EUGENIA PAKIEŁA

On 4 May 1988 in Białystok Waldemar Monkiewicz, prosecutor for the District Prosecutor’s Office in Białystok, delegated to the District Commission for the Investigation of Hitlerite Crimes in Białystok by the Prosecutor General of the Polish People’s Republic, proceeding in accordance with the provisions of Article 2 of the Act of 6 April 1984 (Journal of Laws No. 21, item 98) and Article 129 of the Code of Criminal Procedure, interviewed the person named below as a witness. Having been advised of the criminal liability for making false statements, the witness confirmed with her own signature that she had been informed of this liability (Article 172 of the Code of Criminal Procedure). The witness then testified as follows:


Name and surname Eugenia Pakieła, née Jendrzejczuk
Parents’ names Franciszek and Aleksandra, correction: Stanisława
Date and place of birth 15 July 1924, Białe Szczepanowice
Place of residence Czyżew-Sutki, Czyżew commune
Occupation farmer
Education 7 years of elementary school
Criminal record for perjury none
Relationship to the parties none

My mother’s name was Stanisława, but she also used the name of Aleksandra. During the Hitlerite occupation I lived with my parents and siblings in the settlement of Czyżew-Sutki.

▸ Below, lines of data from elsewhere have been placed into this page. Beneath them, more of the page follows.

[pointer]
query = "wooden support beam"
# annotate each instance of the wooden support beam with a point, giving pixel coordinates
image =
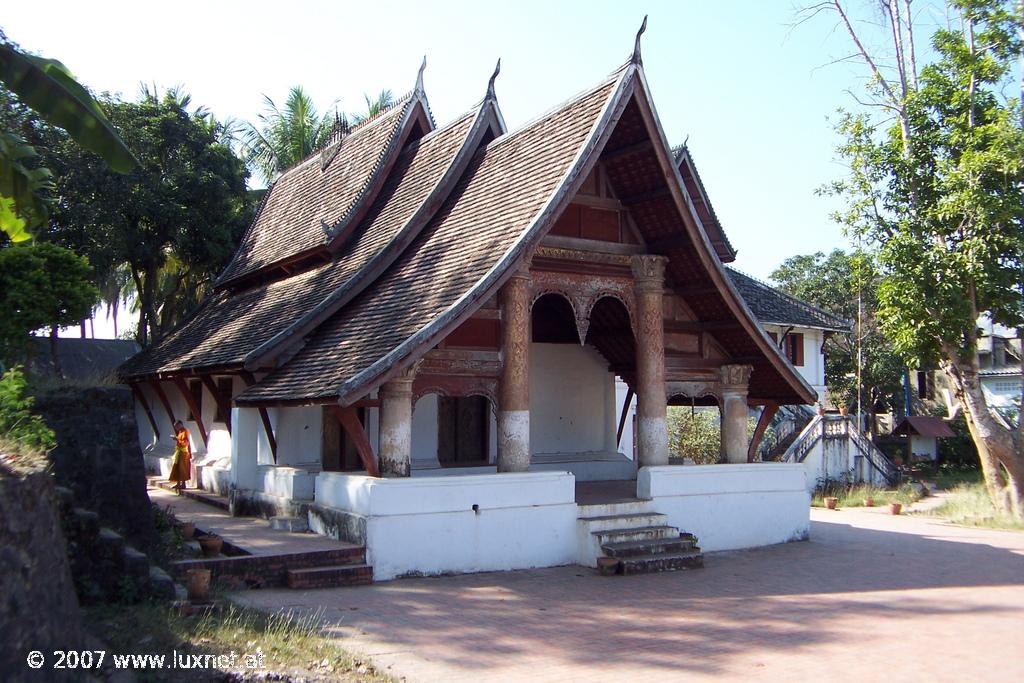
(190, 401)
(349, 420)
(140, 397)
(622, 418)
(268, 428)
(222, 406)
(367, 402)
(695, 290)
(767, 413)
(163, 399)
(627, 151)
(658, 194)
(668, 243)
(250, 379)
(700, 326)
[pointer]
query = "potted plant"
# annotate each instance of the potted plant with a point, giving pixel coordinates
(211, 544)
(198, 584)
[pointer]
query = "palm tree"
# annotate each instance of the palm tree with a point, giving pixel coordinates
(383, 100)
(286, 135)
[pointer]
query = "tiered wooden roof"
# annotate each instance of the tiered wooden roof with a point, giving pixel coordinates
(429, 228)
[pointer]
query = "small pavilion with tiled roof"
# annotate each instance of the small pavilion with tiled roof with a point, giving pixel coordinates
(429, 321)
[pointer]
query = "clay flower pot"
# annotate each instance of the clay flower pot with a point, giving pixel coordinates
(211, 545)
(198, 583)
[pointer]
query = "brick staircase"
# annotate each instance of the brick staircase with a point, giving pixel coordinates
(629, 538)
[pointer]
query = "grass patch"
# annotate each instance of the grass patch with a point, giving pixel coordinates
(969, 504)
(293, 647)
(855, 495)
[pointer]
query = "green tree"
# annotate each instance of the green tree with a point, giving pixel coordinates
(48, 88)
(172, 223)
(846, 285)
(286, 135)
(41, 286)
(17, 424)
(936, 190)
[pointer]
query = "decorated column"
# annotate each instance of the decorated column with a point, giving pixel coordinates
(652, 433)
(735, 380)
(396, 425)
(513, 398)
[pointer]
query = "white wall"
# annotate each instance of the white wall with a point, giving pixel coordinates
(729, 507)
(299, 433)
(571, 400)
(428, 525)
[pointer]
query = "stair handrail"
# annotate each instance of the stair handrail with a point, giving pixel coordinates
(808, 438)
(876, 458)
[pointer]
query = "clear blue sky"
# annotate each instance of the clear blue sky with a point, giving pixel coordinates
(751, 92)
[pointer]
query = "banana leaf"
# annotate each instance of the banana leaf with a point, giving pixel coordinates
(48, 87)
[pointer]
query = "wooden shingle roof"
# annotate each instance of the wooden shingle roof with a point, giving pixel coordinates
(774, 307)
(450, 266)
(231, 325)
(312, 203)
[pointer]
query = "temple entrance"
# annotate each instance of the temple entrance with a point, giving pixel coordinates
(463, 430)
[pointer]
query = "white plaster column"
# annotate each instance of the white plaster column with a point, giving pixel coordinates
(395, 445)
(652, 433)
(245, 446)
(513, 398)
(735, 380)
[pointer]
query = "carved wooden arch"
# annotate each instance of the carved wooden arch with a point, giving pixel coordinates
(693, 390)
(574, 303)
(457, 386)
(625, 297)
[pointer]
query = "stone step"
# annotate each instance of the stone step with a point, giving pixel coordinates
(636, 534)
(331, 577)
(660, 562)
(630, 520)
(199, 495)
(293, 524)
(681, 544)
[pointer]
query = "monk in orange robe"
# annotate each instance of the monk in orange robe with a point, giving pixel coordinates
(181, 466)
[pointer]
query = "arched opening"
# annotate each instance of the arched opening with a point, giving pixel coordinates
(453, 431)
(553, 321)
(610, 333)
(694, 424)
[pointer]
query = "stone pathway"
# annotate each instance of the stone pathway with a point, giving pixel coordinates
(870, 597)
(251, 534)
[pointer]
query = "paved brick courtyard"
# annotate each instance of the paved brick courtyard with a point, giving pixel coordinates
(869, 597)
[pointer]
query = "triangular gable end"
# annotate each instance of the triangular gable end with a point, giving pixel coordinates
(632, 91)
(487, 125)
(303, 219)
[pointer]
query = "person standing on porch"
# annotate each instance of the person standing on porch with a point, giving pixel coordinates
(181, 466)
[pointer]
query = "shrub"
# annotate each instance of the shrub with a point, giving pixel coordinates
(17, 424)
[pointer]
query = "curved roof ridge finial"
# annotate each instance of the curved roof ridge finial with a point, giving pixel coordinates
(636, 46)
(491, 83)
(419, 77)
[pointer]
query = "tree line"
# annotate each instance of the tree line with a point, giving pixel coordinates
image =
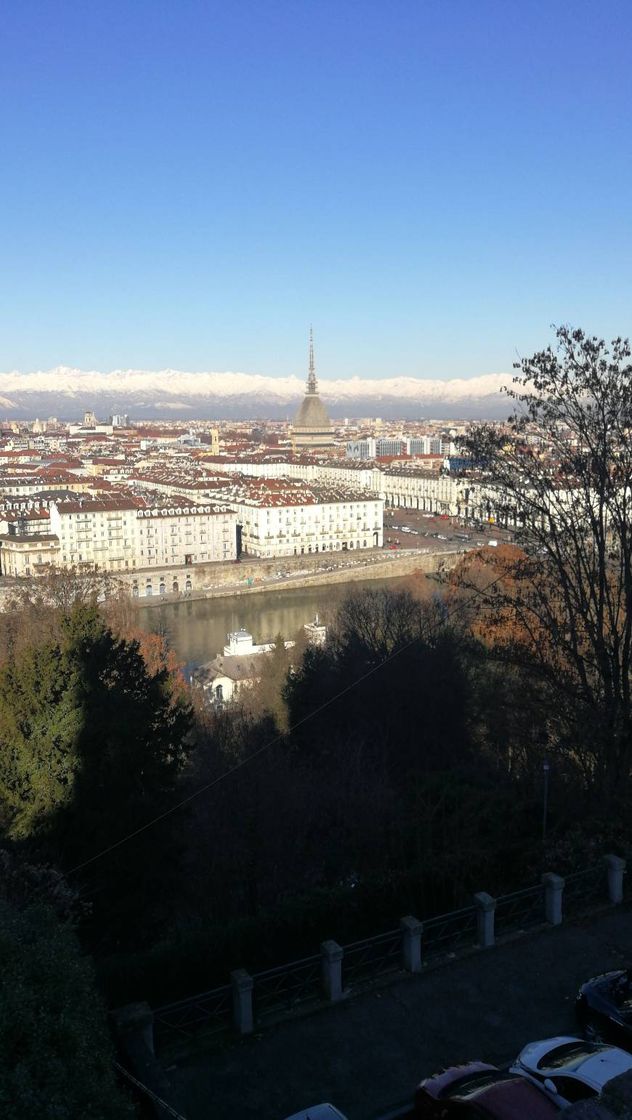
(395, 770)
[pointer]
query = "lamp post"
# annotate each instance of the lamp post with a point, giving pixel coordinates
(546, 768)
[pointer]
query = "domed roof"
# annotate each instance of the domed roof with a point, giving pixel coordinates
(312, 414)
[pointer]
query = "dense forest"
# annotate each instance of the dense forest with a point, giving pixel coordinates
(396, 770)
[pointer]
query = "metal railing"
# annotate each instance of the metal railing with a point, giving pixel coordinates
(374, 957)
(583, 890)
(282, 988)
(520, 910)
(448, 932)
(211, 1009)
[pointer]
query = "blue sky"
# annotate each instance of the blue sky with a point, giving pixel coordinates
(430, 183)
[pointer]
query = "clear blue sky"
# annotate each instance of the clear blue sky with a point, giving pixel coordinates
(430, 183)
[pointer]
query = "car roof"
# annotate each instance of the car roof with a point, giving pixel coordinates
(507, 1097)
(594, 1063)
(318, 1112)
(440, 1082)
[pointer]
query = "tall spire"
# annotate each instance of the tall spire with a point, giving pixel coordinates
(312, 374)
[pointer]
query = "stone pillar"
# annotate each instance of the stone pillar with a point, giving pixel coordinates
(242, 1000)
(410, 943)
(615, 873)
(332, 970)
(485, 912)
(554, 892)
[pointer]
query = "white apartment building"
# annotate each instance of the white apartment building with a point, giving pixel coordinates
(119, 534)
(300, 520)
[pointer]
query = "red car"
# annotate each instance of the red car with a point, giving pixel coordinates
(479, 1091)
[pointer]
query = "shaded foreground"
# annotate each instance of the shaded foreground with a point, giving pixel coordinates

I recall that, probably in the autumn of 1942, the Germans liquidated the Jewish ghetto in Czyżew and Jews approached us with a request for shelter. There were many of them, approximately eighteen. They begged us all for help. My parents and us couldn’t refuse. Those Jews knew my father well from before the war and clearly they must’ve previously come to some kind of an agreement. I am not aware if my parents were promised any compensation from the Jews for their sheltering. I don’t remember if they had any possessions with them. Many years have passed and the details have faded from my memory.

My mother cooked meals for the Jews with the help of us all and then we would deliver them to the hideouts where the Jews were staying. I remember it cost a lot of effort to feed everyone. We owned an 18-morgen farm at the time and worked on it together with our parents. The hideouts were under the floor of the house and under the floor of a nearby standalone cellar.

On 20 March 1943 the German gendarmes from the station in Czyżew arrived to search our house. Seeing them, I quietly crept out of the house and escaped to the forest, returning only when it was all over. The gendarmes killed my father and three of the Jews we sheltered; the rest of the Jews they took with them and shot as well. I saw my father’s body, since it wasn’t buried yet. Initially it lay in the barn where my brothers moved it. I don’t remember anymore the gunshot wounds he received, I believe they were wounds to the head. The bodies of the Jews were already buried by then. I don’t know the names of the gendarmes who murdered my father.